A new tool at SLAC’s Linac Coherent Light Source splits individual X-ray laser pulses into two pulses that can hit a target one right after another with precisely controlled timing, allowing scientists to trigger and measure specific ultrafast changes in atoms and molecules.
Built through a collaboration of SLAC and Western Michigan University and installed in May, the system controls the tilt and height of two silicon mirrors to split the pulses and vary their arrival times by up to 200 femtoseconds, or quadrillionths of a second, with a timing accuracy down to a fraction of a femtosecond.
The soft X-ray split-and-delay tool has already been put to use in two experiments at LCLS.
“It’s working even better than designed,” said Brendan Murphy, a postdoctoral research associate at Western Michigan University who played a leading role in the system’s development. “With these first experiments we’ve established that this is an effective tool that offers unique strengths over other approaches.”

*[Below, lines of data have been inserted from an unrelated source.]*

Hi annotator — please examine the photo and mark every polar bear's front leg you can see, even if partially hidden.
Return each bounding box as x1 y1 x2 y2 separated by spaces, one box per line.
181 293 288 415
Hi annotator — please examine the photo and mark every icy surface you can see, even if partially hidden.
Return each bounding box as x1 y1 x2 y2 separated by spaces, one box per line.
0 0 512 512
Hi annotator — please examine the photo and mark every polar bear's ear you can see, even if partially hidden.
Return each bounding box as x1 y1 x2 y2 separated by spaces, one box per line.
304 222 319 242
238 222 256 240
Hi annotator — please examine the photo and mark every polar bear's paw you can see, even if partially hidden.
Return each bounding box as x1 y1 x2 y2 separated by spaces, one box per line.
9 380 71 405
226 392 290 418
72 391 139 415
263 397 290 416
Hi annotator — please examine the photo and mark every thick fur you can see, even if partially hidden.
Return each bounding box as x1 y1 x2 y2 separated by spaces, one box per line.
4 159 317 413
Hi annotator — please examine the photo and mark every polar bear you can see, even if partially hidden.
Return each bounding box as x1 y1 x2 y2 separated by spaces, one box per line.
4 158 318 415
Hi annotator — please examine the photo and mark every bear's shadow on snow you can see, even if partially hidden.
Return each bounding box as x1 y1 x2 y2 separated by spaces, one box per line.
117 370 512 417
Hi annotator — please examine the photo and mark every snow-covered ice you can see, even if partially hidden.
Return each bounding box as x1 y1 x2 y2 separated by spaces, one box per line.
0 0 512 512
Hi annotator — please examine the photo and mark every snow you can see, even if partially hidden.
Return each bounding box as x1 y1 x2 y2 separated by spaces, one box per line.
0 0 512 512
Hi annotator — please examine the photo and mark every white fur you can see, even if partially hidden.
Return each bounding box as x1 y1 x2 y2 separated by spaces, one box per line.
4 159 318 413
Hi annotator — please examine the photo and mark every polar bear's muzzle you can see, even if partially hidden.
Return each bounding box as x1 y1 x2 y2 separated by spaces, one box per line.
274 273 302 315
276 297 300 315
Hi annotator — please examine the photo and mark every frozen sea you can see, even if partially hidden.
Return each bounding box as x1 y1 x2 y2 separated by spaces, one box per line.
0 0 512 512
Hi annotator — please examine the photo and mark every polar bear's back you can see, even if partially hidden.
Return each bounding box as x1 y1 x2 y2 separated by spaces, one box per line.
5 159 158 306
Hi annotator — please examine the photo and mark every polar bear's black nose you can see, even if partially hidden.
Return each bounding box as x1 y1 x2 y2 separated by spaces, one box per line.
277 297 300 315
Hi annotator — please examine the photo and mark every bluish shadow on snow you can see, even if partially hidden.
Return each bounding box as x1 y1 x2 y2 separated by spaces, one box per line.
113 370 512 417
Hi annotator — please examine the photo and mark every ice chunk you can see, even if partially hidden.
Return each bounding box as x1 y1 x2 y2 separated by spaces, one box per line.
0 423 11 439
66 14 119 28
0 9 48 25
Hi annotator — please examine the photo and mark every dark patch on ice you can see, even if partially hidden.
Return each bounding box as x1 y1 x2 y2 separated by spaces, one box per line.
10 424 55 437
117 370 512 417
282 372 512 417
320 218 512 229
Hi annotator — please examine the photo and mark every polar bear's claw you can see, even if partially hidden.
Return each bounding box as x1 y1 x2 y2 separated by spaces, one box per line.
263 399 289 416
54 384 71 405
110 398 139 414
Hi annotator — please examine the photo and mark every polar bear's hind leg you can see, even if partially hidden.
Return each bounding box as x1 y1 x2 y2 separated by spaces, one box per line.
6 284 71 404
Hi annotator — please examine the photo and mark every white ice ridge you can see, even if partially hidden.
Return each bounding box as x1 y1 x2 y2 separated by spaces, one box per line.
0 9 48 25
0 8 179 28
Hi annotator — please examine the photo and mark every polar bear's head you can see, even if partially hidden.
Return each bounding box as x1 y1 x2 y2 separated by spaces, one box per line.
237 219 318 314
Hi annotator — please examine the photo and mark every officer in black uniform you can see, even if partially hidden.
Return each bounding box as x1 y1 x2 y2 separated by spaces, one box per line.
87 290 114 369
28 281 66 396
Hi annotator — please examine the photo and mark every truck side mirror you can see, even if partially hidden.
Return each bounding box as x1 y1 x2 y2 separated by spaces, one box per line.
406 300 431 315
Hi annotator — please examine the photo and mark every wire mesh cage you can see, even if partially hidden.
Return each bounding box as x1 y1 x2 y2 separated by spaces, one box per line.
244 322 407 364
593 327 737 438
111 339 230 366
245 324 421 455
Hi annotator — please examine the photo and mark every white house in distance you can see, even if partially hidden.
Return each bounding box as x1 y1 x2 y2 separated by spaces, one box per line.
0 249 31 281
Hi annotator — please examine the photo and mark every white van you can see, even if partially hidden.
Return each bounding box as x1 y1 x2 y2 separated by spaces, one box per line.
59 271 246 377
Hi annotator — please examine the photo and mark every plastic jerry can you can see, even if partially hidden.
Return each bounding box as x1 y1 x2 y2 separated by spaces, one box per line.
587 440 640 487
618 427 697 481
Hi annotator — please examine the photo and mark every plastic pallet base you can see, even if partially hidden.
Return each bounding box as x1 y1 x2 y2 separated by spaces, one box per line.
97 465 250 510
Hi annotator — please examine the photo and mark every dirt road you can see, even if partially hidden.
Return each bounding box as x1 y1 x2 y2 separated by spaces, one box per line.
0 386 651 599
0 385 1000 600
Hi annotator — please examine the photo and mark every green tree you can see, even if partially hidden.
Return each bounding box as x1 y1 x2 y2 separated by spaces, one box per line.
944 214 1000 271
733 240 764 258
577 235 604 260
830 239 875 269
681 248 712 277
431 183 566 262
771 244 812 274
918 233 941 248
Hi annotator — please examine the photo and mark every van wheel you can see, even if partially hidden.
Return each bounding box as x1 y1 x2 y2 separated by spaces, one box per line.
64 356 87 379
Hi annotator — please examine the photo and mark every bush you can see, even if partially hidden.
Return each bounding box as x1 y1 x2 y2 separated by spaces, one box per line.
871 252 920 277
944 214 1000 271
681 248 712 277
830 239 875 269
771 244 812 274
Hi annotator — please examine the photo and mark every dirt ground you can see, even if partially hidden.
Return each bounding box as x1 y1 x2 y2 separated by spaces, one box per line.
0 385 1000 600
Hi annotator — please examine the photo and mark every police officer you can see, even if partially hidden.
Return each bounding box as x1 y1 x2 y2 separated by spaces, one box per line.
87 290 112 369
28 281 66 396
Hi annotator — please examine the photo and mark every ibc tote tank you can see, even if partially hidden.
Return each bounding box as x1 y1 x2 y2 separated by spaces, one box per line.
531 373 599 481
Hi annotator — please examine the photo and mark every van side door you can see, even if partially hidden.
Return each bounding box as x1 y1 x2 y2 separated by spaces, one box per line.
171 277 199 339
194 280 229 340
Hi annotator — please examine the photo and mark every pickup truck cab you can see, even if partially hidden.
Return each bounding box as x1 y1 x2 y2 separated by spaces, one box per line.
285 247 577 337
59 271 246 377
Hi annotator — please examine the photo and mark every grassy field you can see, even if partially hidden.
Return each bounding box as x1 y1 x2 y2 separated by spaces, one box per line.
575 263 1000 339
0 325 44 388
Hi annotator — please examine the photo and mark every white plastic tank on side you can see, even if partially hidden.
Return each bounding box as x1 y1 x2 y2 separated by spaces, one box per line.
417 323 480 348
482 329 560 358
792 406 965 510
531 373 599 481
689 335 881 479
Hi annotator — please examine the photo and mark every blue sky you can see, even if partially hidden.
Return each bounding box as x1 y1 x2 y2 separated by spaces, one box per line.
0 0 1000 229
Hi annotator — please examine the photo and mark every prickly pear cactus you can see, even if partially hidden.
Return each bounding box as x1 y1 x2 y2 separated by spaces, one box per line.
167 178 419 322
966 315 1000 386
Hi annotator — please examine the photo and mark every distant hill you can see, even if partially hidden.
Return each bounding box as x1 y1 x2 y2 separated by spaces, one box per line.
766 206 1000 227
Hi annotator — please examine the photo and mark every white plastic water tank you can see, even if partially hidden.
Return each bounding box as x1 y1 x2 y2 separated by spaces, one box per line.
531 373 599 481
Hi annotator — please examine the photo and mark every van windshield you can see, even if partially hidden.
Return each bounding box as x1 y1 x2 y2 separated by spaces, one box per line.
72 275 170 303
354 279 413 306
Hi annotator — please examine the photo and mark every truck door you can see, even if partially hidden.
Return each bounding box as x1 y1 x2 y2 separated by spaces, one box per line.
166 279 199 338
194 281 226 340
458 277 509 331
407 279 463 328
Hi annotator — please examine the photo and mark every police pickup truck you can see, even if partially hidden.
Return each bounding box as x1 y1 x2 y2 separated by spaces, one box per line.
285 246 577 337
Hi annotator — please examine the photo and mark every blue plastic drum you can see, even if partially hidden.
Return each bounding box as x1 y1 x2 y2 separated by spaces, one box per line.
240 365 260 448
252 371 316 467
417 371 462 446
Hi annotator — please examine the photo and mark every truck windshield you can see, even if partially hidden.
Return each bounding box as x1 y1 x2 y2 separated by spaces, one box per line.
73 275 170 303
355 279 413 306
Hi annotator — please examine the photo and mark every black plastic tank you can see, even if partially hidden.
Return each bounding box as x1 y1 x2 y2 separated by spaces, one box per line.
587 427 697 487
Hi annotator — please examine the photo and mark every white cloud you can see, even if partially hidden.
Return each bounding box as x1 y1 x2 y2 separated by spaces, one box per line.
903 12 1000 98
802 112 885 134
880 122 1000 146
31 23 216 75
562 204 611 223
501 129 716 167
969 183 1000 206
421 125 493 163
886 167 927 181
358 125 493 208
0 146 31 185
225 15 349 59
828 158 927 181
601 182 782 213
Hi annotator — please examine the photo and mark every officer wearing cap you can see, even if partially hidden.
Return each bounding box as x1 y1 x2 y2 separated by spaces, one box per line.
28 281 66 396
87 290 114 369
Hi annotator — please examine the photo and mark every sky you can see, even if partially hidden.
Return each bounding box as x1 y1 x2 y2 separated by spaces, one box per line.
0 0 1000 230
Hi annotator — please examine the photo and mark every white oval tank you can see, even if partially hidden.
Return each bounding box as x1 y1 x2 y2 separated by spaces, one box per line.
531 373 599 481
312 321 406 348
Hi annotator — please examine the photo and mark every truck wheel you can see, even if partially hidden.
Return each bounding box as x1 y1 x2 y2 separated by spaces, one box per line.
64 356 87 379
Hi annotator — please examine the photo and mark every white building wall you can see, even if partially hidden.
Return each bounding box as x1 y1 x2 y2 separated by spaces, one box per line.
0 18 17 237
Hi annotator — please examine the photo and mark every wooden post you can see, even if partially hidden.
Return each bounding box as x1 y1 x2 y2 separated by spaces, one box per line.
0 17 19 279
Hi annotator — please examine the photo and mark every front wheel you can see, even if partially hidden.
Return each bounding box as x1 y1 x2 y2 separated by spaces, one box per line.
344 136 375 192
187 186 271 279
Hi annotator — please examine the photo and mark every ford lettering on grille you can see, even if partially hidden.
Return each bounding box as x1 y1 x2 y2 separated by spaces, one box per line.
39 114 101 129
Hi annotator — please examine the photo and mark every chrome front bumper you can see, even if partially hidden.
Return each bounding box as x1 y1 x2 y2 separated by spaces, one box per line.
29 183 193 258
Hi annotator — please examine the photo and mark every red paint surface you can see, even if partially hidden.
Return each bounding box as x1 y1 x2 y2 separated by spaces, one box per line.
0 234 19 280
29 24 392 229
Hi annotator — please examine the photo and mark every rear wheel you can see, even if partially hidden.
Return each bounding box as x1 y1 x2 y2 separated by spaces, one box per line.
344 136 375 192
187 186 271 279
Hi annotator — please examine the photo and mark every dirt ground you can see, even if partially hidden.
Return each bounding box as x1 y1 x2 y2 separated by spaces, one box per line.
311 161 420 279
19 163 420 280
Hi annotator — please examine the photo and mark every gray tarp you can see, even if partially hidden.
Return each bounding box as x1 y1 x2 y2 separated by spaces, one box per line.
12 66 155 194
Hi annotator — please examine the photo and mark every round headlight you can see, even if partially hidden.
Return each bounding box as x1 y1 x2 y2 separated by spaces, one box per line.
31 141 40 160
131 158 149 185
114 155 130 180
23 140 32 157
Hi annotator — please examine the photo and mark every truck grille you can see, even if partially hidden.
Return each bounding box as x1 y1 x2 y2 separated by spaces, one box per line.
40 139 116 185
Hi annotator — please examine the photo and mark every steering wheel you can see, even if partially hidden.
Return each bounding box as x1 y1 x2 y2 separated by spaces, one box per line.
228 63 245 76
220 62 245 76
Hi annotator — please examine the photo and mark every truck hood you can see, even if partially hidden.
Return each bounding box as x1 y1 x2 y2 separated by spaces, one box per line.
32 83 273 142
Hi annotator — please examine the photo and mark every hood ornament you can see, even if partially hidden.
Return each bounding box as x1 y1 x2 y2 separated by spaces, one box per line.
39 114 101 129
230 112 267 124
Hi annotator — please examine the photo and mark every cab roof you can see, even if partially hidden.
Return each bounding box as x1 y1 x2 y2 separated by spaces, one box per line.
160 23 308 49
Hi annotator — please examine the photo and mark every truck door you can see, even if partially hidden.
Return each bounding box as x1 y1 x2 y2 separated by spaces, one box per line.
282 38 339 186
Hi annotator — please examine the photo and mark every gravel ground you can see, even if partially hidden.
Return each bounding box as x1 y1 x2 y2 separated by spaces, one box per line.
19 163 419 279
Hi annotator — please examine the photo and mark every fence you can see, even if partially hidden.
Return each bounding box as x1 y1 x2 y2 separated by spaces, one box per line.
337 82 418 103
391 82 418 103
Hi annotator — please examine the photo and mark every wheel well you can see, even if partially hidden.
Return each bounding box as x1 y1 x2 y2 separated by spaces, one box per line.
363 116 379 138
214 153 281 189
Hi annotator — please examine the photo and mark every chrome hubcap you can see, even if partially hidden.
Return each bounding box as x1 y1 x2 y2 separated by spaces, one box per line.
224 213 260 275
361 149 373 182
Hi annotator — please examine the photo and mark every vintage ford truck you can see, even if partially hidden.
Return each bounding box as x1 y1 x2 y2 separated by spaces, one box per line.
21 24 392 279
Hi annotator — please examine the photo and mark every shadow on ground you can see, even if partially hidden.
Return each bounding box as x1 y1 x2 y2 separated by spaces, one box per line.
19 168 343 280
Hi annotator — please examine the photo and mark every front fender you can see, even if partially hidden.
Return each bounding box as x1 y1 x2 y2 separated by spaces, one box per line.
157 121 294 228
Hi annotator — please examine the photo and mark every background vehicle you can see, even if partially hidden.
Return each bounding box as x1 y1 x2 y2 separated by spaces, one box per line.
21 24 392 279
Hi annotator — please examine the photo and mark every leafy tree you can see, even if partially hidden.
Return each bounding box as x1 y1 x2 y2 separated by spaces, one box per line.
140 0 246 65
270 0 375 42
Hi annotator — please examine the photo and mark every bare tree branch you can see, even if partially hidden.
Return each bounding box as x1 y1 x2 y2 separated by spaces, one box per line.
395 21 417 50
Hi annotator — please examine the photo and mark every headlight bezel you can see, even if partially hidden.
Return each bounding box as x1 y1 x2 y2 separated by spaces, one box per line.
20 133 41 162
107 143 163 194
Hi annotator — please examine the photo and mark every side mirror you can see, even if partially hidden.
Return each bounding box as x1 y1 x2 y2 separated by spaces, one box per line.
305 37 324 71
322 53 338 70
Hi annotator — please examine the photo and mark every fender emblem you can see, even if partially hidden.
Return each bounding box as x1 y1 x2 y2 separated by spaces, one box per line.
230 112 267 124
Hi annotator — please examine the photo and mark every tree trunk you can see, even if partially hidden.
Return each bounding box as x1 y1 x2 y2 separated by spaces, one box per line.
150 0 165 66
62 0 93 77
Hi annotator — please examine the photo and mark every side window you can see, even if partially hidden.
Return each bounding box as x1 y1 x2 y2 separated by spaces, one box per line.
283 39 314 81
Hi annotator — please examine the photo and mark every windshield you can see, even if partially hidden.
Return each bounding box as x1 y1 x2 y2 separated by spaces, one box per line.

Nora Berrah of Western Michigan University, who has led pioneering experimentsat LCLS, worked with John Bozek, a staff scientist who manages the LCLS Soft X-ray Department, to oversee the development of the split-and-delay system. Berrah said the split-and-delay tool can be used to study and refine the timeline of fundamental processes in molecules and atoms, such as the creation of highly charged states, and explore the rearrangement of an atom’s innermost electrons.